Saturday, September 8, 2012

Why Corning Will Surge 32% And Danaher Will Not

Many investors are more hesitant than ever about Corning (GLW) after a continued decline in pricing and the release of a report indicating that inventories were actually more elevated than what some expected. 21 revisions to EPS estimates have now all gone down for a staggering net change of -17.3%. Even still, I remain confident about the attractive value play that can be found in this tech firm. Based on my multiples analysis, review of the fundamentals, and DCF model, I find that it will outperform Danaher (DHR).

From a multiples perspective, we have a tale of two different worlds. Corning is by far the cheaper of the two, trading well below historical levels while its competitor is at an irrational premium. Corning trades at a respective 7.8x and 9x past and forward earnings when it has historically hovered between 15x and 20x with a dividend yield of 2.2%. Danaher, on the other hand, trades at a respective 19.1x and 14.4x past and forward earnings. In light of the contrast, I believe the market will eventually close the discount. The Street currently rates Corning a "buy" versus a "strong buy" for Danaher.

At the recent fourth quarter earnings call, Corning's CFO, Jim Flaws, noted strong fundamentals that are being masked by investor fear over pricing trends:

Looking back at 2011, it was a year when the company achieved many milestones but encountered significant headwinds. From a financial standpoint, Corning had an outstanding year. In 2011, the company set records for sales, gross margin and operating income without specials. All of our businesses achieved increased sales year-over-year, sales of Corning Gorilla Glass almost tripled. We achieved our eighth year in a row of positive free cash flow, we maintained our very strong balance sheet, raised our dividend and initiated a sizable share repurchase program. We also brought significant new innovations to the market as our patient investments in research are paying off. Newer products, such as Lotus Glass for OLEDs and now a new, much thinner cover glass in Gorilla Glass 2 have been very well received by customers. We believe this is an outstanding list of achievements, despite less-than-robust growth in the developed economies around the world. However, it does not tell the entire story.

Fourth quarter results suffered from dramatic declines in price due largely to poor bottom-line momentum among panel makers. This trend is expected to continue over the next few quarters. But, perhaps miraculously, gross margins were meaningfully above consensus at 43.7%. Fiber & Cable further performed well with revenues of $252M even as Dow Corning's equity income experienced a 35% sequential decline. Management is getting more aggressive on capital allocation while reigning in capex.

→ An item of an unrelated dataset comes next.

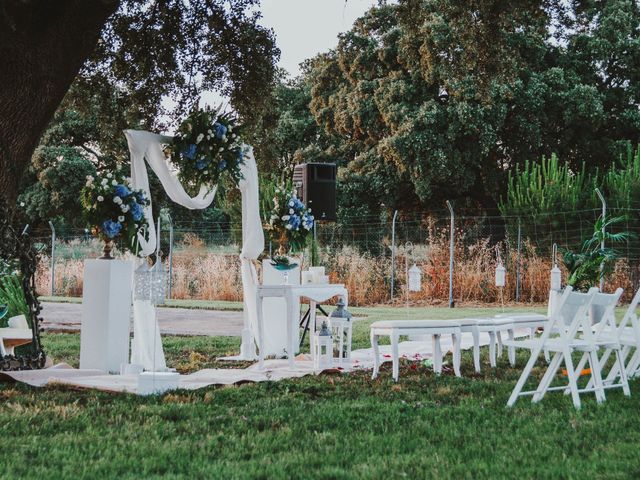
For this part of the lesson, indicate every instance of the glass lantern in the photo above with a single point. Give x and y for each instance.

Moreover the firm has plenty to return with its solid free cash flow generation that is modeled to rise at least over the next two years.

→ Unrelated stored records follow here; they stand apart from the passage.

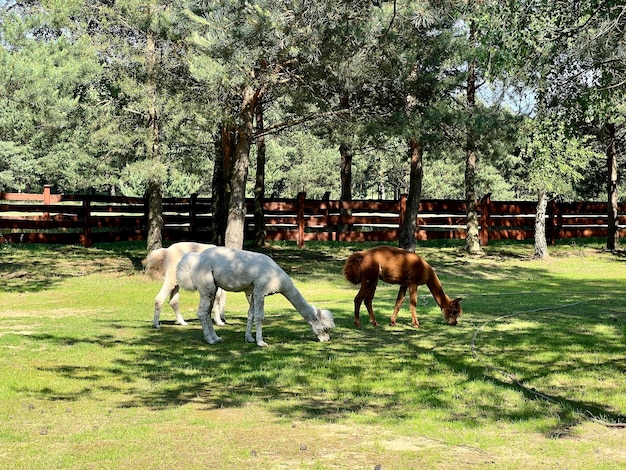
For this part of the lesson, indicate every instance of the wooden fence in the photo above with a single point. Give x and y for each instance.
(70, 219)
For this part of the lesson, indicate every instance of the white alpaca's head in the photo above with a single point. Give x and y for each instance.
(323, 324)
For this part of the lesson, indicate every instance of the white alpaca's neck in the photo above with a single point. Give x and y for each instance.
(293, 295)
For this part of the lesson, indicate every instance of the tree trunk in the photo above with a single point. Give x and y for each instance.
(612, 239)
(235, 225)
(541, 245)
(345, 174)
(472, 240)
(259, 187)
(154, 192)
(406, 237)
(224, 145)
(155, 216)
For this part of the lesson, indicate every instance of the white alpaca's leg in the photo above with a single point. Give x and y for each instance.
(174, 296)
(207, 298)
(259, 309)
(218, 307)
(249, 337)
(159, 300)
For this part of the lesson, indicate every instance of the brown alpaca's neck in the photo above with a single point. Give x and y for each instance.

Consensus estimates for Corning's EPS forecast that it will decline by 19.3% to $1.42 in 2012, grow by 7% in 2013, and then hold flat in 2014. Assuming a multiple of 12.5x - well below historical levels and that of Danaher - and a conservative 2013 EPS of $1.45, the rough intrinsic value of the stock is $18.13, implying 32% upside.

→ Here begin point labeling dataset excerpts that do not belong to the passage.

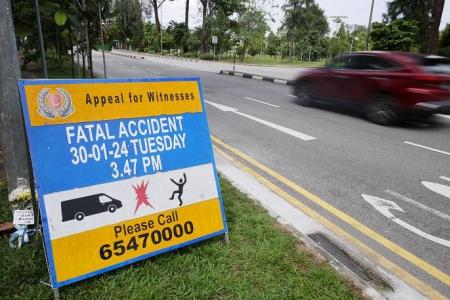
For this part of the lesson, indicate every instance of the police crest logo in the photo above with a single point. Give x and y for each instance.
(51, 105)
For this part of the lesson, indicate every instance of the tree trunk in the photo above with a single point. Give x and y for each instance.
(433, 29)
(158, 25)
(203, 35)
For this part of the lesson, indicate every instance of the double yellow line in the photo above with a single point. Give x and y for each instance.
(428, 291)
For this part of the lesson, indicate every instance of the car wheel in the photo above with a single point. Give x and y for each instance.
(79, 216)
(303, 93)
(382, 110)
(112, 208)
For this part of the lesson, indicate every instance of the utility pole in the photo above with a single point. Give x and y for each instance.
(86, 32)
(102, 40)
(12, 131)
(369, 27)
(41, 39)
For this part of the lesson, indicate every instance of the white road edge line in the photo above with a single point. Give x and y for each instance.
(283, 129)
(418, 204)
(259, 101)
(428, 148)
(445, 178)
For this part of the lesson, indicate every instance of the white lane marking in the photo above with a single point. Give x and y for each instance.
(419, 205)
(441, 189)
(445, 178)
(383, 206)
(259, 101)
(444, 116)
(428, 148)
(283, 129)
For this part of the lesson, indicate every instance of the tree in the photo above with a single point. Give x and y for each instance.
(435, 22)
(444, 42)
(128, 19)
(303, 22)
(273, 44)
(399, 35)
(252, 25)
(427, 14)
(203, 34)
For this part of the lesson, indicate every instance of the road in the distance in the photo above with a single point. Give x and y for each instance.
(335, 155)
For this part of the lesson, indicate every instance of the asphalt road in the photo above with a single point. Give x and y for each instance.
(336, 155)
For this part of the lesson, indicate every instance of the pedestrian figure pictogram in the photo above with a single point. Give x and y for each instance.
(180, 185)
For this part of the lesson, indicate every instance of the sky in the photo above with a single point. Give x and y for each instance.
(357, 11)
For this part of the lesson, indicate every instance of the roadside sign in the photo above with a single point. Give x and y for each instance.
(124, 170)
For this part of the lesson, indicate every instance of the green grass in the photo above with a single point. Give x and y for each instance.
(262, 262)
(269, 60)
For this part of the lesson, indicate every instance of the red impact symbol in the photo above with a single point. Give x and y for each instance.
(141, 195)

Danaher, on the other hand, will have to focus more on cleaning up its balance sheet following the takeover of Beckman Coulter. Its payout ratio is abysmal--accordingly, investors can benefit off of a likely capital allocation hike. The firm, however, is well exposed to EE/MI, and growth appears to be decelerating at a quicker speed than that of peers. While Danaher certainly merits a premium due to its record of execution, multiples are likely to contract given greater to healthcare where ROIC is lowest.

Consensus estimates for Danaher's EPS forecast that it will grow by 17% to $3.31 in 2012 and then by 11.2% and 12.8% in the following two years. Modeling a CAGR of 13.6% for EPS over the next three years and then discounting backwards by a WACC of 9% implies that the market has properly assessed Danaher's value.

Disclosure: I have no positions in any stocks mentioned, and no plans to initiate any positions within the next 72 hours.